Let your website tell potential book-buyers who you really are. If you have a sense of humor, or creative new ideas, or if you have a quirky take on things, show it off — perhaps in your blog. Your blog should be on your website so that whenever you put up a new post (Oh, I am so guilty of not doing this often enough!), the snoopy search engines will be alerted to a new moving part on your site and will zero in to check it out. To make it easier for people on your email list to read your blog, send them an email: “Hi, here’s my new blog about ___________. Click on this link.” The link takes them right to your latest blog post. (Also make it easy for them to unsubscribe! Don’t be a stalker.)

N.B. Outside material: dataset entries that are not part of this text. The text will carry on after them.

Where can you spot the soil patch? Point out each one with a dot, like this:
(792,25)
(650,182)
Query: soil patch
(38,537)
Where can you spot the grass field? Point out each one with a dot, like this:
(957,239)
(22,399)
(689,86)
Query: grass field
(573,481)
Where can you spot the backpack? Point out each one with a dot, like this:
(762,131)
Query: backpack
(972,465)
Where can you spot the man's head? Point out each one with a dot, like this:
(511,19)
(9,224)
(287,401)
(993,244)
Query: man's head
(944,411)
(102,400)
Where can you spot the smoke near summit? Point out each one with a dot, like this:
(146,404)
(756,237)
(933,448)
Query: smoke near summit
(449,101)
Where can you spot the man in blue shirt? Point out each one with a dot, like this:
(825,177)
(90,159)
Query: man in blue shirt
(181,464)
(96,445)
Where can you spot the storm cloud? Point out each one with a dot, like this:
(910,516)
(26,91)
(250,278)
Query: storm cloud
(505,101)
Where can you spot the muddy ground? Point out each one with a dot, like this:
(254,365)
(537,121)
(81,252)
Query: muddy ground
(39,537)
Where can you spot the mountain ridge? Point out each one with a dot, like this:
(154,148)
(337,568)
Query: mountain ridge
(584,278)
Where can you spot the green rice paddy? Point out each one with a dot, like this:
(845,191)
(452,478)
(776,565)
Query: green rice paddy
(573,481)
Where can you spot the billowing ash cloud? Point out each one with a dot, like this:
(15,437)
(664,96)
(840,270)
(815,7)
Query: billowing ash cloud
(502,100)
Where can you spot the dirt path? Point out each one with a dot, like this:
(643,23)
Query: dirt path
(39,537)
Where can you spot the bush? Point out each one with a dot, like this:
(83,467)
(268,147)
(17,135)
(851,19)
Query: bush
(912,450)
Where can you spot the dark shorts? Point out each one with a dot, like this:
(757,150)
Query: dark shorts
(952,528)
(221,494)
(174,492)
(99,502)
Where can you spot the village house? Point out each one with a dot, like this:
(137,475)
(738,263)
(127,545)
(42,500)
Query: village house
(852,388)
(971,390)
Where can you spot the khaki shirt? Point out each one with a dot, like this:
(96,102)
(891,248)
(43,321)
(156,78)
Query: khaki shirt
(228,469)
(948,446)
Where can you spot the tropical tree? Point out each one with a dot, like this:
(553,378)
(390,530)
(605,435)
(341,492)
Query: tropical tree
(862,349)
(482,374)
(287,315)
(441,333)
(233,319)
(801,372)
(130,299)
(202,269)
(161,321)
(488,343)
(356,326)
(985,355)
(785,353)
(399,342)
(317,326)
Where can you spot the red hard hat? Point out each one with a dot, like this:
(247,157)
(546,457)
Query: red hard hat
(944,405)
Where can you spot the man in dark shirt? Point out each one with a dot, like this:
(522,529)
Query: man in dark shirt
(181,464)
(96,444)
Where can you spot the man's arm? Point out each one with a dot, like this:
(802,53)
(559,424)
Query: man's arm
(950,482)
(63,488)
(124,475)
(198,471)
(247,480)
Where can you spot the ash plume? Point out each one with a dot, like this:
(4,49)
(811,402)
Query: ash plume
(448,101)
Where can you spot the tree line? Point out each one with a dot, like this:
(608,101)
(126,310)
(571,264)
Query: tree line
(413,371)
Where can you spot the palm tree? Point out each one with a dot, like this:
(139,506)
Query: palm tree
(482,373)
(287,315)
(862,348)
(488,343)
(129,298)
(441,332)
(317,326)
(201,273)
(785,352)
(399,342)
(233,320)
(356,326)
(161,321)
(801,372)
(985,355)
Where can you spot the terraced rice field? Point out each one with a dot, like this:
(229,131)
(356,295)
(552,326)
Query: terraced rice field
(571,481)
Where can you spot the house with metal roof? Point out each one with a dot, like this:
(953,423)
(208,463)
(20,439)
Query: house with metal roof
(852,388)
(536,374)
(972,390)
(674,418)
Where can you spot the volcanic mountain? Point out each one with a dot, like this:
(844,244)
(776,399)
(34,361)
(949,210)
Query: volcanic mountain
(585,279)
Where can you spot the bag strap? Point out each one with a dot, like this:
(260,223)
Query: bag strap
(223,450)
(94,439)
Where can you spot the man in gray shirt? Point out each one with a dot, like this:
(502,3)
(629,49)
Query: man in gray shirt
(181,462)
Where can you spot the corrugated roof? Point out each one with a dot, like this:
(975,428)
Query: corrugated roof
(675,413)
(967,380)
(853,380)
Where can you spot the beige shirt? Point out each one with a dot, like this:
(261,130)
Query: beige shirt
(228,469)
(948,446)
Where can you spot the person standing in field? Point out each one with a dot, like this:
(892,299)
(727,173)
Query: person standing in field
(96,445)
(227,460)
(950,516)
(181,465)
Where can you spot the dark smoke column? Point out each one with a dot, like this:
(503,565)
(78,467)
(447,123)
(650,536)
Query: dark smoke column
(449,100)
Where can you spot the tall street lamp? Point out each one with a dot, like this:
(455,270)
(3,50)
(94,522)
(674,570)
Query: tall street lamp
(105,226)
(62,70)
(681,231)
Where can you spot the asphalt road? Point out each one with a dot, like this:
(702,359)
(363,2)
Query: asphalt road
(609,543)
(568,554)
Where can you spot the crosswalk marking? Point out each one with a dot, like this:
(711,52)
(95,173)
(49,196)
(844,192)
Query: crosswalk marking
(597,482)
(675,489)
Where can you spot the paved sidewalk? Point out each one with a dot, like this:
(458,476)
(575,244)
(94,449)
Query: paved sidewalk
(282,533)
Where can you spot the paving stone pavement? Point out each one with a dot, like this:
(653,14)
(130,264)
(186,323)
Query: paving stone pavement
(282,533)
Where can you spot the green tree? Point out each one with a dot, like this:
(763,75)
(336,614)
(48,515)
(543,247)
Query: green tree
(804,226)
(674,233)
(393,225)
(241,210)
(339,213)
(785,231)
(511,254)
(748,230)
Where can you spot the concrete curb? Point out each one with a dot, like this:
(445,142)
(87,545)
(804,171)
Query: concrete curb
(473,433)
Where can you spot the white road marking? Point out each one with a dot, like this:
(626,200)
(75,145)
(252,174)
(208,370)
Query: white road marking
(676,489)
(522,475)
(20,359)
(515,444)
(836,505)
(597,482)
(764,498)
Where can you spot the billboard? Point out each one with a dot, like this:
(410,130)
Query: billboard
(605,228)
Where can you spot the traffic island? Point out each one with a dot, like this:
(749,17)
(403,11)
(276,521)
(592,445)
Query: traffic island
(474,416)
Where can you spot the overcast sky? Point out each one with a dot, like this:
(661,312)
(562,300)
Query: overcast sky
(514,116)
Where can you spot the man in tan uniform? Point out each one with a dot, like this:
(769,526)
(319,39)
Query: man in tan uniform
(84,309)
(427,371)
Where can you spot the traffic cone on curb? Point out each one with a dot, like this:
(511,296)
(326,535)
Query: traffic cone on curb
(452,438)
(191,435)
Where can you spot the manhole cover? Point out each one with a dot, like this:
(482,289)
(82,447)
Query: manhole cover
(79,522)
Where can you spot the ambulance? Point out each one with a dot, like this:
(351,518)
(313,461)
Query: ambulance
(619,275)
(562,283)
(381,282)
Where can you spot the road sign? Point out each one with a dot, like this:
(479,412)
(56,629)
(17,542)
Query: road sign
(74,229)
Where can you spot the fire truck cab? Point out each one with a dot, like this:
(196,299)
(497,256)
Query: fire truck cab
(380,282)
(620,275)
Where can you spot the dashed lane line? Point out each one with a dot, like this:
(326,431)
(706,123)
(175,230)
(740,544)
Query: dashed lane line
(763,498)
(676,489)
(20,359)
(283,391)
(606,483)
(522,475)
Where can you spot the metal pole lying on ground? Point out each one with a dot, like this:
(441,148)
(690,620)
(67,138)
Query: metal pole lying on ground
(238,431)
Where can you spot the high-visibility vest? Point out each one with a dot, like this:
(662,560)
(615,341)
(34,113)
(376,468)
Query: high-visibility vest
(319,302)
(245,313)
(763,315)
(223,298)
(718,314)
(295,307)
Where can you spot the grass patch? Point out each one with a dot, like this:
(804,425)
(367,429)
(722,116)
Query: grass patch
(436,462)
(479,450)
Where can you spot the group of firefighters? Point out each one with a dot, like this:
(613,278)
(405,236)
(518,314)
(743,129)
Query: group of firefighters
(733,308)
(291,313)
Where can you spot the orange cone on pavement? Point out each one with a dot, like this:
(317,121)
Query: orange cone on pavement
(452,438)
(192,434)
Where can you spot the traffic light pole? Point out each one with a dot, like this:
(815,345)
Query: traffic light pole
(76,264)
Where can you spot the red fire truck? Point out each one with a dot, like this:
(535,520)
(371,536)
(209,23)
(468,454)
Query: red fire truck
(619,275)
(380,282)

Always give your readers and potential book-buyers a reason to come back to visit you to see what else you’ve got to say. Ditto the media: Have a great online media kit and be easy to contact.
A book-buyer in search of an author
Author, show yourself! Don’t be a shrinking violent. Get out from behind your computer and strut your stuff. You are important. You are the star of this whole show. Without you, there would be no book to market. Besides, many articles and studies have shown that readers really want to know more about authors. Why do you think Amazon gives you a special Author’s page when you have a book for sale on their site? They know it helps to sell books. And don’t just stick words on your Author page. Have a bunch of photos, including smiley ones (“warm and friendly,” remember?).
Beg friends, family, neighbors, and even strangers, to write a customer review of your book and put it up on your book page on Amazon and other online booksellers, such as BarnesandNoble.com. Aim for 100. Then aim for more. Enter contests. There are many of them and if you can win, place, or show — even if it’s just in one category — you can buy gold seals which look great, no matter what your book cover, blog, Facebook page, Pinterest page, website, or various marketing materials, are wearing.
Speak! One speaking gig, like one date, can lead to another. Don’t isolate. You never know when you’ll be “discovered” by book-buyers who didn’t realize they were in the market for a book (just as my husband didn’t realize he was in the market for a wife!) until you showed up and talked about it. Join Toastmasters and talk about it some more. If there’s a local bookstore willing to host a Q & A, do so — even if only three people show up. Their advertising for the event will reach many more. Treat the ones who do show up like royalty. Have handouts with smiling photos of you. Record an Amazon audio version of your book. Have videos of you talking about your book on your website, blog, YouTube, on your YouTube channel, and on your Amazon page. Keep them short and sweet. Two minutes tops. Don’t bore people. Just whet their appetites.
And keep reminding yourself, you need to do all this with a “flirty” mindset. Your goal isn’t selling a book, it’s “discoverability.” Then, once discovered, definitely make sure your book is pickable.